Key algorithmic elements in the benchmark framework include:

• WFST Union Operations: All decoding graphs are attached via union to a common lexicon, context, and HMM pipeline.
• Best-Path Decoding Selection:

$$\text{BestPath} = \arg\max_{h \in \mathcal{U}}( \text{AcousticLikelihood}(h) + \text{LMScore}_{g(h)}(h) )$$

where $g(h)$ specifies the subgraph (language context) for each hypothesis.

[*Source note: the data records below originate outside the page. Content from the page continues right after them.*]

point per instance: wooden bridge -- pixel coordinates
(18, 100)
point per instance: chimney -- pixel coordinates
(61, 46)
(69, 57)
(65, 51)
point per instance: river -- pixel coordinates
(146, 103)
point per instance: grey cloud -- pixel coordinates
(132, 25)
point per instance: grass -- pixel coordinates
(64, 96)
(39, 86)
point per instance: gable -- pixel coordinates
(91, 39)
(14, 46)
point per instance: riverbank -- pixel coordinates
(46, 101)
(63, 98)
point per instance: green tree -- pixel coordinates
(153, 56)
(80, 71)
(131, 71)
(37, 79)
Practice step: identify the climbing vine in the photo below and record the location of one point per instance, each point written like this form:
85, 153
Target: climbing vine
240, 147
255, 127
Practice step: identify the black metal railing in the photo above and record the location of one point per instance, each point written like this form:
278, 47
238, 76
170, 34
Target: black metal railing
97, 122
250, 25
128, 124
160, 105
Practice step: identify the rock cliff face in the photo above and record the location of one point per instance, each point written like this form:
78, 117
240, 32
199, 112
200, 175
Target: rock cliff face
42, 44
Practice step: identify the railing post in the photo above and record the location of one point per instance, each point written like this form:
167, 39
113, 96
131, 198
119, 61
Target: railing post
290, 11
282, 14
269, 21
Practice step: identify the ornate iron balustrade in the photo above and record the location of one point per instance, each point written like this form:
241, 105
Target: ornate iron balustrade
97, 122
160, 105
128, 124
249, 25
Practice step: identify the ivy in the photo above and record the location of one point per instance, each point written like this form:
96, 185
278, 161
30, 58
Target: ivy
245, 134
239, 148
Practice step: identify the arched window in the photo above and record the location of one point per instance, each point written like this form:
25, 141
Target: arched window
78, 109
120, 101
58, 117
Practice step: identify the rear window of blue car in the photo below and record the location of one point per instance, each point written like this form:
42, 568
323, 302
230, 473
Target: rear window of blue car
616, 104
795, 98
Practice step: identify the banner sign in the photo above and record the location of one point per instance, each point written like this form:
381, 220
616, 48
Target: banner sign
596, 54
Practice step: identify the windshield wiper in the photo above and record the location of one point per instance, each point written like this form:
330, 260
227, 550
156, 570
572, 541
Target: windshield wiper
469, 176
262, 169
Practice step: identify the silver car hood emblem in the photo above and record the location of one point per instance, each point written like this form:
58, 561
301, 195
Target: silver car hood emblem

• RNN-LM Rescoring: Graph-specific RNN LLMs rescore N-best hypotheses, providing fine-tuned sentence structure and language-context sensitivity.

7. Benchmarking Significance and Future Directions

The multi-graph decoding benchmark marks a significant step toward realistic, nuanced, and domain-relevant evaluation of CS-ASR systems:

• It overcomes bottlenecks of prior approaches, which forced either underutilization of monolingual data or unsatisfactory performance for low-resource languages.
• It underlines the importance of both code-switched and monolingual performance—a necessity for large-scale archival, transcription, and information retrieval tasks involving bilingual speech data.
• The approach is recommended for CS-ASR benchmarks wherever resource imbalance or domain-specific code-switching patterns are present, and it accommodates future integration of more advanced acoustic or LLMs.

This benchmark thus provides a robust, adaptable reference architecture and evaluation protocol, capturing system behavior across realistic deployment scenarios and supporting the advancement of CS-ASR research and technology.